Cependant, la manœuvre RU suscite elle aussi énormément d’interrogations. En effet, elle suppose un flux logistique conséquent. Si leurs lignes d’approvisionnement sont cette fois-ci tenues et protégées (à la différence de la première phase), la question reste celle du volume de munitions disponibles. Notons d’ailleurs une série d’accidents étranges sur le territoire RU, frappant des dépôts de carburant : raids de drones ? forces spéciales ? opposants intérieurs ? on se perd en conjectures.
Mais une guerre d’usure est aussi celle des autres ressources. Les UKR ont besoin d’armes : ceci explique la décision américaine d’engager 33 milliards $ au profit de l’UKR. Mais ces armes doivent être acheminées, soutenues, leurs équipages doivent être formés puis engagés sur le front.

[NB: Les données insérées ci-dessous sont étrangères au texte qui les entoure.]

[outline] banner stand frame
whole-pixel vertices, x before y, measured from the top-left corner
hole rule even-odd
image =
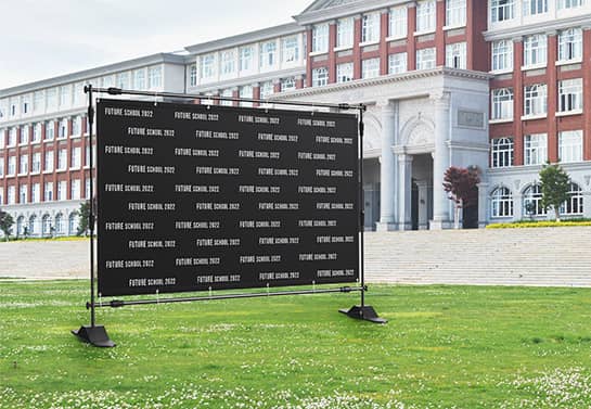
[[[322,294],[322,293],[350,293],[359,291],[361,293],[361,304],[355,305],[349,309],[339,309],[338,311],[346,316],[359,320],[365,320],[373,323],[386,323],[387,320],[380,318],[375,309],[365,305],[365,292],[368,286],[365,285],[364,273],[364,210],[363,210],[363,112],[367,111],[364,104],[332,104],[332,103],[318,103],[318,102],[297,102],[297,101],[273,101],[273,100],[260,100],[260,99],[245,99],[245,98],[232,98],[232,97],[218,97],[218,95],[203,95],[203,94],[188,94],[176,92],[146,92],[136,90],[124,90],[120,88],[93,88],[92,85],[87,85],[83,88],[85,93],[88,94],[88,132],[89,132],[89,150],[90,150],[90,212],[89,212],[89,232],[90,232],[90,302],[86,304],[87,309],[90,309],[90,325],[81,325],[78,330],[72,330],[72,333],[76,335],[80,341],[87,342],[97,347],[114,347],[116,344],[108,337],[104,325],[98,325],[95,323],[95,309],[98,307],[113,307],[118,308],[126,305],[145,305],[145,304],[166,304],[166,303],[183,303],[183,302],[196,302],[196,301],[211,301],[211,299],[230,299],[230,298],[253,298],[253,297],[266,297],[266,296],[279,296],[279,295],[303,295],[303,294]],[[250,102],[258,104],[277,104],[277,105],[292,105],[292,106],[310,106],[326,107],[339,111],[358,110],[358,152],[359,152],[359,221],[358,221],[358,234],[360,234],[360,286],[342,286],[337,289],[321,289],[321,290],[303,290],[303,291],[282,291],[272,293],[244,293],[244,294],[227,294],[217,296],[202,296],[202,297],[172,297],[172,298],[158,298],[158,299],[133,299],[133,301],[118,301],[113,299],[108,304],[95,303],[94,296],[94,213],[95,213],[95,197],[94,197],[94,177],[93,171],[93,144],[92,144],[92,126],[94,123],[94,107],[93,107],[93,92],[107,93],[110,95],[143,95],[157,98],[171,98],[171,99],[193,99],[193,100],[215,100],[215,101],[232,101],[232,102]]]

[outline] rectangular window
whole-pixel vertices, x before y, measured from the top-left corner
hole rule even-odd
[[[18,187],[18,203],[24,204],[27,203],[27,193],[28,193],[28,187],[26,184],[21,184]]]
[[[312,28],[312,52],[329,51],[329,25],[318,24]]]
[[[388,55],[388,73],[401,74],[406,73],[408,67],[407,53],[400,52]]]
[[[388,36],[391,38],[407,37],[408,11],[406,7],[393,8],[388,16]]]
[[[524,15],[548,13],[548,0],[524,0]]]
[[[536,84],[525,87],[524,115],[544,115],[548,112],[548,87],[545,84]]]
[[[28,153],[21,155],[18,161],[18,175],[28,174]]]
[[[81,149],[79,146],[73,148],[69,158],[69,168],[79,169],[81,165]]]
[[[55,138],[55,123],[48,120],[46,123],[46,141],[52,141]]]
[[[33,183],[30,189],[30,202],[39,203],[41,201],[41,186],[39,183]]]
[[[53,201],[53,182],[46,182],[46,186],[43,188],[43,201]]]
[[[375,78],[380,76],[380,59],[368,59],[361,62],[361,77]]]
[[[254,59],[254,49],[253,47],[243,47],[240,49],[240,66],[239,69],[250,71],[253,69],[253,59]]]
[[[85,180],[85,199],[90,199],[90,179]]]
[[[239,97],[244,98],[247,100],[253,99],[253,87],[252,86],[243,86],[239,88]],[[240,106],[253,106],[252,102],[241,102]]]
[[[361,42],[380,41],[380,13],[364,14],[361,18]]]
[[[274,89],[273,89],[273,81],[265,81],[260,84],[260,99],[266,100],[270,95],[272,95]]]
[[[147,88],[159,89],[162,88],[162,67],[147,68]]]
[[[568,28],[558,33],[558,60],[580,61],[582,59],[582,30]]]
[[[80,179],[72,179],[69,183],[69,199],[73,201],[80,199]]]
[[[57,90],[55,88],[48,89],[46,97],[48,99],[48,108],[55,108],[57,106]]]
[[[294,63],[299,60],[299,43],[297,37],[286,37],[281,40],[284,63]]]
[[[352,80],[352,63],[338,64],[336,66],[336,81],[348,82]]]
[[[57,182],[57,200],[65,201],[67,200],[67,181],[61,180]]]
[[[16,146],[16,128],[9,129],[9,142],[7,146]]]
[[[492,167],[513,166],[513,138],[494,138],[490,143]]]
[[[505,22],[515,16],[515,0],[491,0],[490,20],[492,23]]]
[[[213,78],[216,75],[216,55],[208,54],[201,57],[201,77]]]
[[[189,66],[189,86],[196,87],[197,85],[197,64]]]
[[[558,132],[558,161],[562,163],[582,161],[582,130]]]
[[[46,166],[43,171],[48,174],[53,171],[53,151],[46,151]]]
[[[221,75],[234,74],[236,71],[236,54],[234,50],[221,52]]]
[[[57,151],[57,170],[67,169],[67,150],[61,149]]]
[[[446,25],[451,27],[466,25],[466,0],[446,1]]]
[[[558,81],[558,111],[582,110],[582,78]]]
[[[75,116],[74,119],[72,119],[72,136],[79,137],[81,135],[82,135],[82,117]]]
[[[352,17],[341,18],[336,23],[336,47],[338,48],[352,47],[352,37],[354,37]]]
[[[57,125],[57,139],[64,139],[67,137],[67,119],[60,120]]]
[[[435,30],[435,0],[424,0],[416,3],[416,31]]]
[[[33,174],[38,174],[41,171],[41,152],[35,152],[33,154],[33,163],[30,167]]]
[[[15,204],[16,203],[16,188],[14,186],[9,186],[9,190],[7,192],[7,200],[8,204]]]
[[[527,36],[524,40],[524,65],[543,65],[547,63],[548,41],[544,35]]]
[[[524,165],[541,165],[548,161],[548,138],[545,133],[524,137]]]
[[[466,43],[454,42],[446,46],[446,66],[466,69]]]
[[[492,90],[491,119],[513,118],[513,89],[500,88]]]
[[[133,72],[133,88],[138,91],[145,90],[145,71],[138,69]]]
[[[35,124],[33,126],[33,143],[41,141],[41,132],[43,130],[43,125],[41,123]]]
[[[558,10],[580,8],[584,0],[558,0]]]
[[[260,68],[272,68],[277,63],[277,42],[268,41],[260,44]]]
[[[120,89],[129,88],[129,73],[117,74],[117,87]]]
[[[72,91],[69,89],[69,86],[60,87],[60,106],[67,106],[69,105],[70,101],[72,101]]]
[[[329,84],[329,69],[325,67],[312,69],[312,87],[322,87]]]
[[[435,48],[416,50],[416,69],[435,68]]]
[[[280,85],[281,92],[291,91],[296,88],[294,77],[282,78]]]
[[[21,136],[18,138],[18,144],[26,145],[28,143],[29,127],[28,125],[23,125],[21,127]]]
[[[37,91],[33,94],[33,111],[40,112],[43,108],[44,98],[43,91]]]
[[[513,41],[492,42],[492,71],[513,69]]]

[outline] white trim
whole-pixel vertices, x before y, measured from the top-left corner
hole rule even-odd
[[[513,122],[513,118],[500,118],[500,119],[489,119],[488,123],[491,124],[491,125],[494,125],[494,124],[506,124],[506,123],[512,123]]]
[[[570,115],[581,115],[582,110],[573,110],[573,111],[556,111],[556,116],[570,116]]]
[[[582,64],[582,59],[575,59],[575,60],[558,60],[554,63],[554,65],[570,65],[570,64]]]
[[[522,120],[544,119],[545,117],[548,117],[548,113],[538,115],[524,115],[522,116]]]
[[[548,63],[534,64],[534,65],[522,65],[522,71],[542,69],[542,68],[545,69],[547,67],[548,67]]]

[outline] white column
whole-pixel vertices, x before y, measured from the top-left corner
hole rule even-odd
[[[382,107],[382,156],[380,158],[380,221],[377,231],[396,230],[396,158],[393,146],[398,132],[398,103],[386,101]]]
[[[478,228],[484,229],[488,223],[488,183],[478,183]]]
[[[449,199],[444,190],[444,176],[449,167],[450,94],[432,94],[435,104],[435,152],[433,155],[433,220],[431,229],[450,228]]]
[[[398,230],[412,230],[412,156],[398,155]]]
[[[428,183],[426,180],[417,180],[419,188],[419,230],[428,229]]]

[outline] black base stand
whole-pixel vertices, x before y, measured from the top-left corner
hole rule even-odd
[[[350,318],[355,318],[355,319],[358,319],[358,320],[370,321],[370,322],[373,322],[373,323],[386,323],[386,322],[388,322],[384,318],[377,317],[377,312],[375,312],[375,309],[373,309],[373,307],[371,305],[364,305],[364,306],[354,305],[349,309],[339,309],[338,312],[346,314]]]
[[[115,343],[111,341],[103,325],[82,325],[79,330],[72,330],[72,333],[93,346],[112,348]]]

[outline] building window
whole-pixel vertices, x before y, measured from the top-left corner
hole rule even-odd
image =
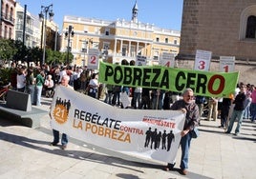
[[[93,49],[98,49],[98,42],[93,42]]]
[[[110,34],[110,29],[109,28],[106,28],[105,29],[105,35],[109,35]]]
[[[135,51],[135,46],[131,46],[131,57],[135,57],[136,56],[136,51]]]
[[[126,56],[127,47],[122,47],[121,49],[121,55]]]
[[[5,15],[6,19],[8,19],[8,13],[9,13],[9,6],[6,5],[6,15]]]
[[[9,29],[9,38],[11,39],[11,28]]]
[[[154,60],[159,60],[159,56],[160,56],[160,52],[157,51],[157,50],[154,50],[154,56],[153,56],[153,59],[154,59]]]
[[[7,26],[5,26],[5,31],[4,31],[4,38],[5,39],[7,39],[7,33],[8,33],[7,30],[8,30]]]
[[[256,33],[256,16],[251,15],[247,18],[245,38],[255,38]]]
[[[255,39],[256,5],[245,7],[241,13],[239,40]]]
[[[88,33],[88,27],[87,26],[84,26],[83,27],[83,30],[84,30],[85,33]]]

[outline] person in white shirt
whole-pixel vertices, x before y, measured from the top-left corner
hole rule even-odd
[[[96,98],[96,94],[97,94],[97,90],[98,90],[98,81],[97,81],[97,74],[96,73],[93,73],[92,74],[92,78],[89,82],[89,91],[88,91],[88,95],[93,97],[93,98]]]

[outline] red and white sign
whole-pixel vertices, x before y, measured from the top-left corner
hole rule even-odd
[[[211,62],[211,51],[197,50],[194,65],[195,70],[209,70]]]
[[[160,65],[174,68],[174,54],[170,52],[162,52]]]
[[[90,49],[88,52],[88,69],[97,70],[98,69],[98,53],[97,49]]]
[[[235,56],[220,56],[220,71],[231,72],[235,70]]]

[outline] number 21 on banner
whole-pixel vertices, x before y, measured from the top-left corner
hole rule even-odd
[[[96,57],[95,55],[92,55],[90,57],[90,64],[93,64],[93,65],[96,64]]]

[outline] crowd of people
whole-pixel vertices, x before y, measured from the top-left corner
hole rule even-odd
[[[187,174],[188,169],[191,130],[200,125],[200,120],[216,121],[219,118],[221,119],[219,128],[224,128],[226,129],[225,133],[230,133],[237,119],[235,135],[239,134],[244,119],[256,122],[256,89],[254,85],[240,83],[233,94],[220,98],[195,96],[191,89],[186,89],[182,93],[179,93],[141,87],[100,84],[97,77],[98,71],[88,70],[85,67],[44,65],[36,68],[23,65],[16,67],[15,64],[12,64],[10,80],[12,90],[31,94],[32,105],[36,106],[41,105],[42,95],[53,97],[54,88],[60,84],[115,107],[124,108],[120,95],[125,92],[132,99],[129,107],[135,109],[181,109],[186,113],[185,124],[181,133],[180,168],[181,174],[184,175]],[[59,142],[59,132],[53,129],[53,136],[52,146],[55,146]],[[65,133],[62,135],[61,143],[62,149],[65,149],[68,143],[68,136]],[[149,140],[145,141],[145,148],[148,147]],[[159,147],[155,145],[154,148]],[[166,147],[164,148],[166,149]],[[174,165],[168,164],[165,170],[172,169]]]

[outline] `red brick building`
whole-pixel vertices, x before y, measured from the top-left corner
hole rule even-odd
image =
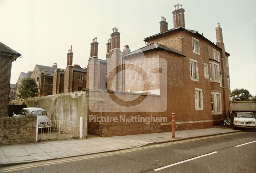
[[[8,115],[12,63],[21,54],[0,42],[0,116]]]

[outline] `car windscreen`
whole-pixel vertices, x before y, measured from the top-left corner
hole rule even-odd
[[[45,111],[33,111],[31,112],[31,114],[35,114],[36,115],[47,115]]]
[[[237,113],[236,114],[235,117],[239,118],[254,118],[254,115],[251,113],[241,112]]]

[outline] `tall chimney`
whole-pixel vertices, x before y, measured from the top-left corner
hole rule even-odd
[[[72,46],[70,46],[70,49],[68,50],[68,53],[67,54],[67,66],[72,65],[73,61],[73,52],[72,52]]]
[[[185,10],[182,8],[182,4],[177,4],[174,7],[174,11],[173,11],[173,27],[183,26],[185,28],[185,19],[184,12]]]
[[[166,22],[166,19],[164,16],[161,17],[160,23],[160,32],[163,32],[168,30],[168,23]]]
[[[98,45],[99,43],[97,41],[97,37],[94,37],[92,39],[92,43],[91,44],[90,57],[98,57]]]
[[[107,43],[107,53],[109,53],[111,50],[111,39],[110,38],[108,40],[108,43]]]
[[[110,35],[111,49],[120,48],[120,33],[118,31],[118,29],[115,27],[112,29],[113,32]]]
[[[222,37],[222,29],[220,28],[220,22],[217,23],[217,26],[215,28],[216,31],[216,39],[217,40],[216,43],[218,42],[223,42],[223,38]]]
[[[124,52],[128,54],[131,52],[131,49],[129,48],[129,45],[125,45],[124,46],[124,49],[123,51]]]

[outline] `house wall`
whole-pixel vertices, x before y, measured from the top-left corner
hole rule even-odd
[[[12,57],[0,55],[0,117],[8,116]]]

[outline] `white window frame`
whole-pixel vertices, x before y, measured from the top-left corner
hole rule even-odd
[[[226,67],[228,67],[228,59],[227,56],[226,56]]]
[[[199,44],[199,40],[194,37],[192,37],[192,50],[193,52],[198,55],[200,55],[200,46]],[[196,46],[197,45],[197,51]]]
[[[211,76],[210,74],[210,81],[215,82],[220,84],[220,78],[219,66],[219,63],[214,61],[210,61],[209,62],[209,64],[211,66],[210,68],[210,73],[211,72]]]
[[[203,92],[202,89],[195,89],[195,107],[196,111],[202,111],[204,109]]]
[[[196,64],[195,67],[195,63]],[[199,75],[198,75],[197,61],[189,58],[189,76],[191,80],[198,82]]]
[[[79,74],[79,80],[82,81],[83,79],[83,74],[82,73]]]
[[[205,76],[205,78],[206,79],[209,78],[209,74],[208,73],[208,64],[206,63],[204,63],[204,74]]]
[[[220,115],[222,114],[221,93],[217,91],[211,92],[213,96],[213,115]]]
[[[216,60],[220,63],[220,54],[219,52],[217,52],[217,59]]]

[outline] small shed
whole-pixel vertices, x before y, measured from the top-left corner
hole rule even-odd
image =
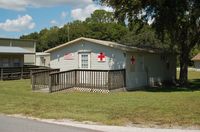
[[[84,37],[45,52],[50,53],[50,67],[61,71],[124,69],[127,90],[176,79],[176,55],[172,53]]]
[[[35,53],[21,47],[0,46],[0,67],[23,67],[25,54]]]
[[[198,53],[196,56],[192,58],[192,61],[194,61],[194,67],[197,71],[200,71],[200,53]]]

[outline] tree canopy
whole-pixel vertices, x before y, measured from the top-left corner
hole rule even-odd
[[[111,6],[115,16],[126,19],[129,28],[132,23],[153,20],[152,27],[163,40],[169,37],[177,48],[180,61],[180,84],[187,84],[189,55],[200,42],[200,1],[199,0],[94,0]],[[141,24],[141,25],[142,25]]]
[[[145,25],[139,32],[137,31],[138,26],[135,24],[133,30],[130,31],[127,26],[119,24],[118,20],[114,19],[113,12],[96,10],[85,21],[76,20],[65,24],[61,28],[45,28],[39,33],[34,32],[21,36],[20,38],[37,40],[37,51],[45,51],[59,44],[68,42],[68,39],[73,40],[79,37],[108,40],[139,47],[163,46],[156,39],[154,31],[149,25]]]

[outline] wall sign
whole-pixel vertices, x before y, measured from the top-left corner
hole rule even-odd
[[[135,56],[131,56],[131,64],[135,64]]]
[[[99,62],[104,62],[104,61],[106,61],[105,53],[100,52],[99,55],[97,56],[97,59],[98,59]]]
[[[74,59],[74,53],[67,53],[64,56],[65,60],[73,60]]]

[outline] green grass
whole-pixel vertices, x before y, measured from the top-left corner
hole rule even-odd
[[[200,73],[191,73],[198,79]],[[192,82],[197,84],[197,82]],[[29,80],[0,82],[0,113],[112,125],[200,126],[200,91],[36,93]]]

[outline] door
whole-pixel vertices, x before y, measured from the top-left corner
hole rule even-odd
[[[90,53],[79,53],[79,69],[90,69]],[[89,85],[90,72],[81,70],[77,73],[77,83],[84,86]]]
[[[79,54],[79,69],[90,69],[90,53]]]

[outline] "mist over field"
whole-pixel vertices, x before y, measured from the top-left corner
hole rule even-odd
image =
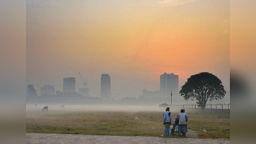
[[[68,112],[77,112],[77,111],[157,111],[164,112],[165,109],[167,108],[160,108],[159,106],[136,106],[136,105],[75,105],[75,104],[66,104],[65,107],[61,107],[60,104],[26,104],[27,112],[37,111],[38,113],[42,112],[42,109],[45,106],[49,106],[49,111],[68,111]],[[63,106],[63,105],[62,105]],[[173,109],[173,111],[174,111]],[[174,112],[174,111],[173,111]],[[175,110],[175,112],[177,112]],[[47,111],[45,111],[47,113]]]

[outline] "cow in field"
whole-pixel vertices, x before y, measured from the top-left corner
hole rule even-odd
[[[48,111],[48,106],[45,106],[44,107],[44,108],[43,108],[43,112],[44,112],[44,109]]]

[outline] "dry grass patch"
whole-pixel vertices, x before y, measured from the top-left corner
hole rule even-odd
[[[173,118],[177,115],[173,113]],[[188,115],[189,129],[197,132],[199,138],[229,138],[229,118]],[[164,134],[162,112],[48,111],[27,112],[26,117],[27,132],[140,136],[160,136]],[[202,132],[204,129],[207,132]],[[177,138],[177,135],[176,133],[174,137]]]

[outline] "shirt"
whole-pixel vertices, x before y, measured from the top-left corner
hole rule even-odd
[[[166,111],[164,113],[163,116],[163,121],[164,121],[164,122],[170,122],[172,123],[172,113],[170,115],[170,116],[168,115],[168,113],[170,113],[168,111]]]
[[[179,114],[179,118],[180,119],[179,122],[179,124],[180,125],[185,125],[186,124],[186,118],[188,118],[188,116],[187,114],[181,113]]]

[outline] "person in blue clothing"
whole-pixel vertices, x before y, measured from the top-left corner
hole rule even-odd
[[[170,112],[169,107],[165,109],[165,112],[163,113],[163,121],[164,122],[165,135],[170,136],[170,127],[172,125],[172,115]]]
[[[187,132],[186,122],[188,118],[188,116],[185,113],[185,109],[182,109],[180,110],[180,113],[179,114],[179,136],[180,136],[180,134],[182,133],[182,136],[186,138],[186,133]]]

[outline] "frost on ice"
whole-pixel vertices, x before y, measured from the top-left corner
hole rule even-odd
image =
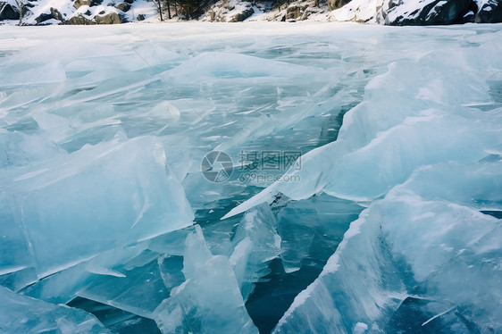
[[[502,330],[498,27],[267,27],[0,31],[2,330]]]

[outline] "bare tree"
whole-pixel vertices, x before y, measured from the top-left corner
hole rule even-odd
[[[22,19],[26,13],[26,0],[16,0],[16,4],[19,9],[19,25],[22,25]]]
[[[159,15],[161,16],[161,21],[163,21],[163,18],[162,16],[162,0],[154,0],[154,3],[155,3],[155,4],[157,5],[157,11],[159,12]]]

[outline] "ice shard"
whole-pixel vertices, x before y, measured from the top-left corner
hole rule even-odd
[[[0,287],[0,330],[4,333],[109,333],[85,311],[56,305]]]
[[[229,259],[211,254],[197,226],[185,246],[182,271],[186,280],[172,288],[171,296],[154,313],[161,331],[257,333]]]
[[[41,278],[192,223],[162,145],[148,137],[118,140],[2,171],[8,200],[0,214],[8,223],[1,229],[15,240],[4,267],[35,266]]]

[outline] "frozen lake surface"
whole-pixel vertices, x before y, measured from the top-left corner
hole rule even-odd
[[[0,27],[0,330],[502,330],[501,28]]]

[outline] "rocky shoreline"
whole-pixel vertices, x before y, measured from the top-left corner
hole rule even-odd
[[[390,26],[502,22],[502,0],[220,0],[188,3],[160,0],[4,0],[0,24],[93,25],[171,20],[356,21]],[[195,9],[193,9],[195,8]],[[191,13],[187,11],[191,10]]]

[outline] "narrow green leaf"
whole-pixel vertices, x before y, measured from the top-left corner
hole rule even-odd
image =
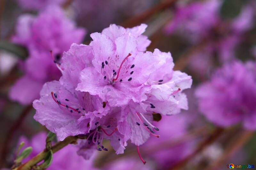
[[[52,159],[53,158],[53,153],[52,150],[50,150],[47,153],[45,157],[44,158],[44,162],[41,165],[41,168],[44,169],[46,169],[50,166],[52,162]]]
[[[55,133],[53,133],[50,131],[49,132],[49,133],[48,133],[48,134],[47,135],[47,137],[45,140],[46,143],[48,142],[52,141],[52,140],[53,140],[53,139],[54,139],[55,136]]]
[[[22,151],[18,157],[17,159],[15,160],[16,162],[20,162],[22,160],[28,157],[32,152],[32,148],[31,146],[29,146],[25,148]]]
[[[0,40],[0,49],[1,49],[12,53],[22,59],[26,58],[28,55],[28,51],[25,47],[7,41]]]
[[[17,155],[16,157],[18,157],[18,155],[19,155],[19,154],[20,153],[20,149],[22,147],[24,146],[24,145],[25,144],[25,143],[24,142],[21,142],[20,143],[20,146],[19,146],[19,148],[18,148],[18,150],[17,151]]]

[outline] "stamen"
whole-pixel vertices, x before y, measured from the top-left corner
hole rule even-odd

Cela prendra des jours avant d’avoir un effet réel. Malgré tout, cela donnera aux UKR le moyen de répondre à l’ART RU. Ceux-ci manquent d’hommes. Aussi voit-on quelques signes d’un certain raidissement de Moscou. Est-ce le signe d’une « mobilisation », c-à-d la transformation de « l’opération spéciale » en « guerre » ? C’est à mon sens le seul enjeu du discours du 9 mai. En effet, l’accroissement du soutien américain à l’UKR change la donne, au moins politiquement. Il s’agit incontestablement d’une escalade. La mobilisation RU serait une réponse à cela. Enfin, l’économie UKR semble aux abois. Une grande partie du soutien occidental à Kiev visera à subvenir aux besoins du pays qui ne peut plus rien exporter via ses ports. Les liaisons ferroviaires sont affectées, on l’a vu, et beaucoup plus chères. Le fret routier ne peut tout absorber. Surtout, plus de 14 M d’UKR sont soit réfugiés, soit déplacés (sur uen population de 38 Mh). L’économie est logiquement profondément affectée. Quelque soit l’issue de la guerre, il faudra au moins une décennie pour revenir à la situation ex ante.
Appréciation générale : le grignotage RU se poursuit, sans obtenir d’effet radical. Depuis trois jours, peu de progrès ont été faits. Les UKR tiennent bon sans pouvoir prendre l’initiative. Dans une guerre d’usure, soit les deux forces s’usent également, soit l’une s’use plus que l’autre et cède brusquement à un moment donné. Il est impossible aujourd’hui de dire vers quelle option nous nous dirigeons.